Appalling behaviour, no question. “That was when we got a bit carried away” they would later tell the police.

Mindless adolescent vandalism? Maybe, but the vandals were two adult women who had been long-serving parent volunteers at their local school and were distraught at having to clear out their parent meeting room before the school was handed over to a charter-school business.

Desert Trails Elementary School in Adelanto, Calif., was being handed over by the school board to Debra Tarver, a private business owner, who also runs the traditionally oriented LaVerne Preparatory Academy in a nearby district.

The school had fallen victim to California’s Parent Empowerment Act. The law enables parents to force a major overhaul of a low-performing public school if a majority of parents sign a petition. Since California passed its unfortunately nicknamed “parent trigger legislation” in 2010, at least seven other states have adopted similar laws, and forms of the legislation have been considered in more than two dozen other states.

A slim majority of Adelanto parents succeeded in invoking the trigger law and getting the board to approve the new charter operator in January 2013. Their victory followed an 18-month campaign riddled with bureaucratic and legal challenges and allegations of fraud and harassment.

The bitter fight pitted parents against teachers, school board members and other parents.

The Desert Trails Parent Union had run its petition campaign to convert the school to a charter school with the guidance and financial backing of Parent Revolution, a Los Angeles nonprofit formed to help parents use the trigger law.

The extent of the bitterness in the community finally exploded into the vandalism by the two anti-charter parents who had simply come to clean out and hand over the parent room to the new administration.

Under California’s parent-trigger law, if at least 50 per cent of parents at a persistently failing school sign a petition to wrest control, they can pursue one of four options: Force the school district to bring in new staff; force the school district to replace the school’s principal and make other changes, such as modifying teacher contracts or creating smaller classes; convert the school into a charter; or close the school entirely.

The law applies at both public and existing charter schools.

Was this the unpleasant and acrimonious result of what happens when government succumbs to the temptation of trying to legislate school improvement, rather than pursue less traumatic avenues of providing enhanced opportunities for kids and getting a poor-performing school back on track?

Possibly, but the new Desert Trails charter school now has 552 K-6 students, including about 380 students who attended the school last year.

All 26 teachers are new to the school.

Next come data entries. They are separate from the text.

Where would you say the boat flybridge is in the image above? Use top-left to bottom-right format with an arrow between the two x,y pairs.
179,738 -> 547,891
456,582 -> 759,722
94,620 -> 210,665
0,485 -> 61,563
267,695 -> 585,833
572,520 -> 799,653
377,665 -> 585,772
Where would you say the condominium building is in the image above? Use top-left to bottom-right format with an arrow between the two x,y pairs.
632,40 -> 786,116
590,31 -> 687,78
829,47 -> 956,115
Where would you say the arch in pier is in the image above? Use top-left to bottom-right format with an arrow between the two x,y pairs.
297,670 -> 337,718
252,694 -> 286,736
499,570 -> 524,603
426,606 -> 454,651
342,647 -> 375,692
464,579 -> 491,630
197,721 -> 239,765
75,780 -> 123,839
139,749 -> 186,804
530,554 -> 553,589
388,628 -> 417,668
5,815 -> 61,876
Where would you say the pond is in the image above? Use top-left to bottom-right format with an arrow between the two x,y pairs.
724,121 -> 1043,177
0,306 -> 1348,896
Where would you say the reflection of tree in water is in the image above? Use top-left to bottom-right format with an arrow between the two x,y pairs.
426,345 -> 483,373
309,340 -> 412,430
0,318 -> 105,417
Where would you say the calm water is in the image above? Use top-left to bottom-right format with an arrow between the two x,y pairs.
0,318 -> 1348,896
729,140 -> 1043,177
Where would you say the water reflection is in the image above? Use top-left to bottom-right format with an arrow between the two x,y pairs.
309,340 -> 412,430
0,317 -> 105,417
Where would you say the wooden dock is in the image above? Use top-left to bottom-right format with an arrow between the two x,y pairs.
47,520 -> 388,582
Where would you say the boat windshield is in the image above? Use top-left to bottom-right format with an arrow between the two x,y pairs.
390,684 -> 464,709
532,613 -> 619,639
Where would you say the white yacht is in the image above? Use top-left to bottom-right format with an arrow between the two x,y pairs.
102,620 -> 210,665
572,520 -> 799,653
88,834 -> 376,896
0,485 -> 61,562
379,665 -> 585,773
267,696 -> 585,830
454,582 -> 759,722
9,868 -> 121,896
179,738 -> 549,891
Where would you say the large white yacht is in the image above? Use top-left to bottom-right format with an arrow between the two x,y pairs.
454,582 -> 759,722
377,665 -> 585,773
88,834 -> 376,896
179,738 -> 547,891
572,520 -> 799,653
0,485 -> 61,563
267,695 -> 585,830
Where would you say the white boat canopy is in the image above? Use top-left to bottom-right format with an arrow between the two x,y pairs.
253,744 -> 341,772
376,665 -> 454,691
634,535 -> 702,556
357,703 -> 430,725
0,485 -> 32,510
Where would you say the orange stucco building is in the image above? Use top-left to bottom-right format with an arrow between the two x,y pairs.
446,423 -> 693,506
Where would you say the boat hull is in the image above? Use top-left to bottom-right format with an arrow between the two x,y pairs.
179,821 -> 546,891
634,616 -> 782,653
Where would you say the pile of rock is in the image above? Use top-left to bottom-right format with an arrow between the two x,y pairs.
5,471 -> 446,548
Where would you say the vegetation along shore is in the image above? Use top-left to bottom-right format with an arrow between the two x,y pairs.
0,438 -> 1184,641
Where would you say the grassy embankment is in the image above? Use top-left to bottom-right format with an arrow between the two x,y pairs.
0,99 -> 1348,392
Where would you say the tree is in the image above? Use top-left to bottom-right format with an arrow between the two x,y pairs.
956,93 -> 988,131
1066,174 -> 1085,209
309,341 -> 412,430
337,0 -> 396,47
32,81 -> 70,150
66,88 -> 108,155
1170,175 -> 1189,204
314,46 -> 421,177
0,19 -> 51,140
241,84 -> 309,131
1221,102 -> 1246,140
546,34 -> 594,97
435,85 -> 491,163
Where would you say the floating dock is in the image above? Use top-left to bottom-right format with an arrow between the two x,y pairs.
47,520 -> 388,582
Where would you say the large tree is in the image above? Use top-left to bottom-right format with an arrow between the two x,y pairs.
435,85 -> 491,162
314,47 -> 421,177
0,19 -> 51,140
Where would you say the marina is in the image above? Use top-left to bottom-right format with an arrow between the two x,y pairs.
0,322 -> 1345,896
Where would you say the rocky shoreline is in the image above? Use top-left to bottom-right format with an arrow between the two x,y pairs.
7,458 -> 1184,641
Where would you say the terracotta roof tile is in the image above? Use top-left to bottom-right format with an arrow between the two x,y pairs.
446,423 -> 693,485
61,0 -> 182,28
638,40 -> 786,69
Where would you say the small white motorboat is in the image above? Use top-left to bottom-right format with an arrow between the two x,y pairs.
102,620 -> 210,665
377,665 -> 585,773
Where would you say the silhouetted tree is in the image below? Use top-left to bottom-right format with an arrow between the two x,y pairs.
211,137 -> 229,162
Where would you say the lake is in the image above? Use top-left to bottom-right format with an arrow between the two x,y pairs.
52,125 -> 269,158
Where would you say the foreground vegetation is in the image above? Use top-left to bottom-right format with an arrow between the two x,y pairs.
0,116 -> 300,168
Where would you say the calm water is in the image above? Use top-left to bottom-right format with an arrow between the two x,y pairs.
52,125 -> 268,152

Desert Trails’ former teachers, who would have had to reapply for a job there and surrender their union benefits, have been reassigned to other district schools.

The school now uses an educational model called differentiated instruction, which aims to teach students at their own pace, letting the best students move on more quickly to higher-level work. Four teachers have moved from a nearby charter school operated by the same company to mentor the rest of the faculty.

Halfway through its first school year under charter management, the newly named Desert Trails Preparatory Academy, now a public charter school, has settled into its new identity and the healing process has begun for the community.

It is certainly a cautionary tale, one that speaks to what happens when government, with only the hammer of legislation at its disposal, acts without consideration of long-term drastic consequences and fails to co-operate and effectively co-manage one of our culture’s critical resources — public schooling.

Geoff Johnson is a retired superintendent of schools.